Homenaje a la paja

Queridos lectores, una sola recomendación: está prohibido tocarse durante la lectura de esta entretenidísima nota.

Fuente: diario El Mundo, de Madrid.

Técnicas masturbatorias

Por Josep Tomás

El otro día me llamaron de un programa de radio para hablar de la masturbación y yo encantado. No sólo por el hecho de volver por unos minutos al medio en el que empecé mi carrerón, sino por departir de una manera tranquila y sosegada (y a las 11.00 de la mañana) de un tema que aún genera tanta controversia, golpes de pecho y caras de agobio.
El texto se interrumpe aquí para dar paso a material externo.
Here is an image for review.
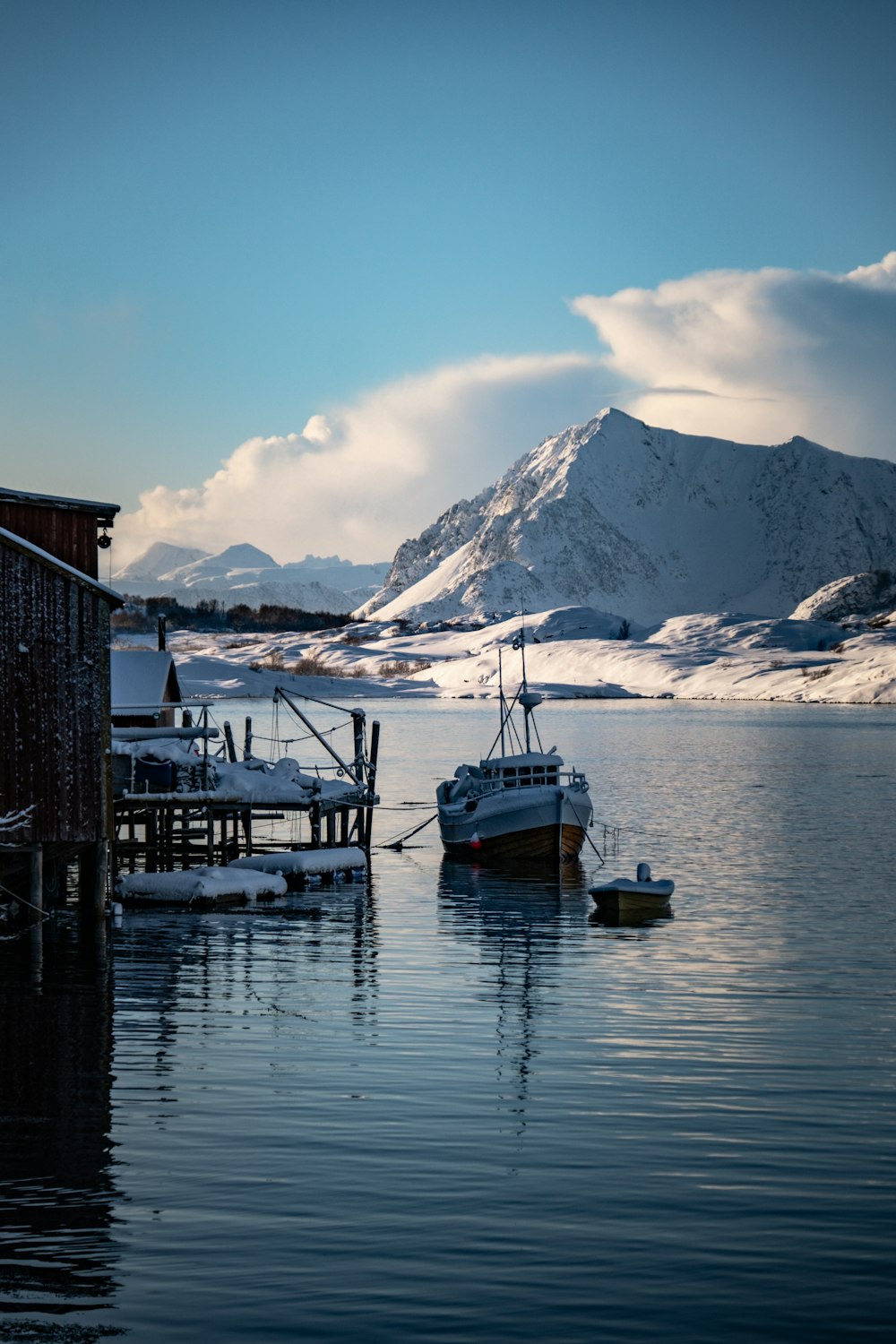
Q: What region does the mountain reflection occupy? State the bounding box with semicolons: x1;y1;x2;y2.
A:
0;922;116;1340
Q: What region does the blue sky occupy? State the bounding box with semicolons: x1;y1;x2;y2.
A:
0;0;896;561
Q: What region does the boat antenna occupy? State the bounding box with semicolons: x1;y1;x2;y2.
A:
498;644;505;755
513;607;538;753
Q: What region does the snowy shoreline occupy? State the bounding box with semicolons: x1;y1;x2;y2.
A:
109;607;896;704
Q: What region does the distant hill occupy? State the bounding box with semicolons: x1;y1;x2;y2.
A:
114;542;208;583
113;542;390;613
361;410;896;625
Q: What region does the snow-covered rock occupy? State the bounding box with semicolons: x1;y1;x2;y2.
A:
361;410;896;624
794;570;896;621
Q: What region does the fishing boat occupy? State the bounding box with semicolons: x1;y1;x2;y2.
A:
435;629;592;863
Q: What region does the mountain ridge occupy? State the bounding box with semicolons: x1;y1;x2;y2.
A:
360;409;896;624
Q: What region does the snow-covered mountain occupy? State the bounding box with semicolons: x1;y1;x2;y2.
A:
114;542;207;585
114;542;388;613
361;410;896;625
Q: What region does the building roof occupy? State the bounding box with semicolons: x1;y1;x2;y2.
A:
111;650;181;715
0;487;121;527
0;527;125;607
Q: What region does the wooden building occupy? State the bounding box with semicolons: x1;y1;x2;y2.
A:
111;650;181;728
0;491;122;910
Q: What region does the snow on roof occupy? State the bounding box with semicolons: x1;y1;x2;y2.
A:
0;527;125;607
0;487;121;527
111;650;181;714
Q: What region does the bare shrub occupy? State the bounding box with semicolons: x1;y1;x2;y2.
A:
291;656;345;676
380;659;411;677
380;659;433;677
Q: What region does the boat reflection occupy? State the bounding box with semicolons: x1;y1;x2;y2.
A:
438;857;586;1133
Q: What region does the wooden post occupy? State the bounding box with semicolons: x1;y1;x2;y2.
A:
364;719;380;851
28;844;43;924
78;840;108;922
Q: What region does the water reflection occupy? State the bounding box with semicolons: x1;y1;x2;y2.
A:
0;919;118;1340
438;859;586;1132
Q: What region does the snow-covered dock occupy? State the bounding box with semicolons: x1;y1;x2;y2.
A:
111;690;379;897
116;867;286;909
228;846;366;892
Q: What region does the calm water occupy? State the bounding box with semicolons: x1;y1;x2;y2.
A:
0;702;896;1344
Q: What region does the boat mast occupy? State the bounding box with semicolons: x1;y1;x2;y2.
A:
498;644;506;755
520;610;532;753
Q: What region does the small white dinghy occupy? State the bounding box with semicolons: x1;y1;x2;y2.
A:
589;863;676;914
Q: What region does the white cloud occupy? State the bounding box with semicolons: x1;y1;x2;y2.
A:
116;354;613;564
116;253;896;564
571;253;896;459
En otros post ya hemos hablado de lo universal que es esta práctica en cuanto a género y edad, sus efectos beneficiosos en el conocimiento de nuestra propia sexualidad y la de tonterías que se han inventado algunos a lo largo de los siglos (inútilmente) para evitarla. Por lo tanto, hoy daremos una vuelta de tuerca a la cuestión y hablaremos de algunas técnicas que vienen a refrendar la vieja idea que, cuando hablamos de estos menesteres, cada maestrillo tiene su librillo.

Tradicionalmente hay muchas maneras de denominar a la masturbación, sobre todo si es masculina. No olvidemos que hasta hace cuatro días, a las mujeres ni siquiera se les suponía el placer del autoerotismo. ‘Paja’, ‘cinco contra el calvo’, ‘manola’ o ‘cuca’ (más sus correspondientes versiones vernáculas en los diferentes idiomas peninsulares) son alguna de las formas utilizadas por el vulgo para referirse a tales prácticas.
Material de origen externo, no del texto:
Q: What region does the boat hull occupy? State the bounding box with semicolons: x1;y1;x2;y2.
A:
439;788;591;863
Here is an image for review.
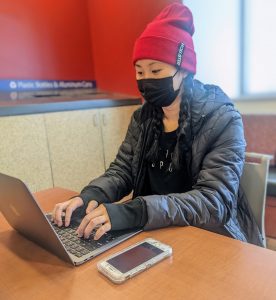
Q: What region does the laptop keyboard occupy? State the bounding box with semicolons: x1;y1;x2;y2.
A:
51;222;116;257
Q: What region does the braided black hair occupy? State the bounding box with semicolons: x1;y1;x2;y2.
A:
143;74;194;169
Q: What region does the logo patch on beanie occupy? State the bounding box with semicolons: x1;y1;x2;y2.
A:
176;43;185;67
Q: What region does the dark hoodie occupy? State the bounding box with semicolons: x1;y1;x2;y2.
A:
80;80;263;245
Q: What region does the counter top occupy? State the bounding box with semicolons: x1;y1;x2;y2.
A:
0;89;142;116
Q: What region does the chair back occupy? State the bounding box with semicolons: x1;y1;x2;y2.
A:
240;152;273;247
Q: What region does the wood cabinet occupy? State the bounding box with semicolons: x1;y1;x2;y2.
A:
0;114;53;192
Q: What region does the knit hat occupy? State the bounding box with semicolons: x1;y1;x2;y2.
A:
133;3;196;74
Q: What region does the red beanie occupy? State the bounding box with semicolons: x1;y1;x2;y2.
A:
133;3;196;74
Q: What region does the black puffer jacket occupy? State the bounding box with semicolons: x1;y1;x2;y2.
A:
82;80;263;245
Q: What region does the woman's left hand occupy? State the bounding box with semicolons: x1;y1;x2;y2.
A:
77;204;111;240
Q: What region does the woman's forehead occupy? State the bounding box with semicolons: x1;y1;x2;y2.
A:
135;59;172;68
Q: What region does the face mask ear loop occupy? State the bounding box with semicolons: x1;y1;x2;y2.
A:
172;67;180;78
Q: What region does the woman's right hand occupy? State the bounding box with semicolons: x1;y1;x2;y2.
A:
52;197;98;227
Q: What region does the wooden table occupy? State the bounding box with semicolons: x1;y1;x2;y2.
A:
0;188;276;300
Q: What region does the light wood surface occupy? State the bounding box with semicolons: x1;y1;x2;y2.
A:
0;188;276;300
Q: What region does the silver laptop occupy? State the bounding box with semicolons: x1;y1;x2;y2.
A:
0;173;142;265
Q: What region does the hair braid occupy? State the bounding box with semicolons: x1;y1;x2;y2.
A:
146;107;164;162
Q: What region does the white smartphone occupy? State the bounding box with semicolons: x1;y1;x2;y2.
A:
97;238;172;283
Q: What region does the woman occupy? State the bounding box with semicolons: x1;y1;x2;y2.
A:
53;3;262;245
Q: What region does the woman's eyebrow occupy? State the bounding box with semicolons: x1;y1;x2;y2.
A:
135;61;158;68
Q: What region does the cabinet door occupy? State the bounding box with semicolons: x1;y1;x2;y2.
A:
45;109;104;192
0;114;53;192
99;105;139;169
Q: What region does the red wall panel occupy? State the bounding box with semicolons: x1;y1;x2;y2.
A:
0;0;95;80
88;0;178;94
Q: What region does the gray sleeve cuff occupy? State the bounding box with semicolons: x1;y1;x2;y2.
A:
78;186;110;206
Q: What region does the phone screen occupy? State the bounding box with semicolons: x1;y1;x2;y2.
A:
107;242;164;273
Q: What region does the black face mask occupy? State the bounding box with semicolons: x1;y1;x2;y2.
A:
137;70;180;107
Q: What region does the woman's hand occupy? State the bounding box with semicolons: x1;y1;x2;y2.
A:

Y que también sirven para jugar ‘a las películas’, como podemos comprobar en este fragmento de un programa de la televisión argentina… En mi conversación radiofónica con la sexóloga Silvia de Béjar recordamos algunas prácticas y modalidades onanistas a las que algunos, con fines humorísticos, han bautizado como paja ‘Gelocatil’ (cuando te duele la cabeza); ‘Valeriana’ (para relajarte si tienes insomnio) o ‘Preventiva’ (a la que recurren algunos antes de una cita amorosa para evitar accidentes posteriores en forma de eyaculación precoz).

Por cierto, esta última quedó maravillosamente ilustrada en la película ‘Algo pasa con Mary’, con sorprendente equívoco final. Además de las tres que he mencionado, sin duda, hay muchas más. La creatividad y el ingenio popular resultan prácticamente inabarcables. Recuerdo que en mi colegio (al fin y al cabo, la adolescencia suele ser la verdadera edad de oro en estas cuestiones) había algún que otro elemento entre el alumnado cuya inventiva era sorprendente.
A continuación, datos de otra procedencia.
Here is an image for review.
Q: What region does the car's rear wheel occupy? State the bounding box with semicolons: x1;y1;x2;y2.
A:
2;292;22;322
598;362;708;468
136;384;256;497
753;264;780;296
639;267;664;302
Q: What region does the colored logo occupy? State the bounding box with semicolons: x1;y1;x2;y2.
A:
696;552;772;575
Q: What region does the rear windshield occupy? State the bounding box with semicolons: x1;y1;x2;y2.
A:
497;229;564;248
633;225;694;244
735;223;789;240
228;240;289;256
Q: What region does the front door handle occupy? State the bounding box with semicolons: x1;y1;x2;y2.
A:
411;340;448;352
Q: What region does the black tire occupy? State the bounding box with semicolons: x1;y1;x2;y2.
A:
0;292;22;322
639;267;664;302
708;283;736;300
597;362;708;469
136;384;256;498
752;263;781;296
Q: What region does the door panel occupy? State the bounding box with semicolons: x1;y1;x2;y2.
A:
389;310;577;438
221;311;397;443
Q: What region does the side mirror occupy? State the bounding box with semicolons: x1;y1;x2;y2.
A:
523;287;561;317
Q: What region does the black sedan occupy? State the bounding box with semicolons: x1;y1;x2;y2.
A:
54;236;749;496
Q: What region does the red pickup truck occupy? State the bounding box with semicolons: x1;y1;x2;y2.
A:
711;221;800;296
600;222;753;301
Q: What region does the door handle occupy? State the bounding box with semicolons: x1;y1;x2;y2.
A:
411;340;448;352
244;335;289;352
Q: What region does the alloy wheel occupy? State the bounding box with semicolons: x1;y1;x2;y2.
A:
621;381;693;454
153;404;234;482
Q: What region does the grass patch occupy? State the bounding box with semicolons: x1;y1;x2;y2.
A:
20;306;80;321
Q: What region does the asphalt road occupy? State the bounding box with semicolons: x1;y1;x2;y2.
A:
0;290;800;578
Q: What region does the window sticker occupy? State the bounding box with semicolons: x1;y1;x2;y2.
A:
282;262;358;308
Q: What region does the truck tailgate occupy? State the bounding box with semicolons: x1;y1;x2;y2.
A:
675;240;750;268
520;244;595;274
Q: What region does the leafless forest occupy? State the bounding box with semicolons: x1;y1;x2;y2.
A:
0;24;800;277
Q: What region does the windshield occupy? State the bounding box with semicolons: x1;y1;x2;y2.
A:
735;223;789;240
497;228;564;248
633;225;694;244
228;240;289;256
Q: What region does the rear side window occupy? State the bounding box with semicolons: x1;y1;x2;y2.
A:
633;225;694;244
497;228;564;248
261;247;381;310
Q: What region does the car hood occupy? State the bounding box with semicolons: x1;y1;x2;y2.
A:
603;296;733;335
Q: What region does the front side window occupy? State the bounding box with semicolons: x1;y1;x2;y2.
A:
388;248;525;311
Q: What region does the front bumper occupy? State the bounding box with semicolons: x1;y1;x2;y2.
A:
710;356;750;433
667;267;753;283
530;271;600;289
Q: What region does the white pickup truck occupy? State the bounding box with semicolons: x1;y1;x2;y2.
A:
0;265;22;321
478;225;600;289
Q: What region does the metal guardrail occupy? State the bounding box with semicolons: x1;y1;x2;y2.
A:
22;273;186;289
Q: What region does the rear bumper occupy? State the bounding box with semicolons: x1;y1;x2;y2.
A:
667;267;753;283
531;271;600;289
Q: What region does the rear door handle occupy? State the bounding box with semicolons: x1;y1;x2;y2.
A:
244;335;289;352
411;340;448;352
El clásico “sentarte encima de la mano unos minutos hasta dormirla con el fin de imaginar que se trata de otra persona la que toca la zambomba” (¿y a esta técnica cómo le llamamos, en diferido?) quedó ampliamente superado por otras prácticas que implicaban la participación de moscas sin alas, bistecs de la nevera, melones o boles de arroz hervido. Siempre me quedará la duda de si los compañeros que propagaban estas leyendas de patio de colegio realmente las llevaron a cabo… Yo tengo que reconocer que siempre he sido más funcional. En cualquier caso, para corroborar estas cuestiones, ahí está el foro. Es anónimo.

Hay otras técnicas menos aparatosas en cuanto a su escenificación. Por supuesto, hablamos de masturbaciones sin límite horario y no las compulsivas y apresuradas en el cuarto de baño familiar, claro. En este sentido, hay un libro del sexólogo francés Mark Emme (del cual ya hablamos hace unos días), llamado de una manera clara ‘Técnicas de masturbación masculina’, que incluye un buen número de ejercicios destinados a mejorar sensaciones y prestaciones en estas lides. El problema, al menos en la edición que yo tengo, es que el libro no incluye ilustraciones y algunas descripciones son francamente pesadas de leer (cuando no de imaginarte poniéndolas en práctica). Vamos, que en muchos momentos parece que estés jugando al ‘Enredos’.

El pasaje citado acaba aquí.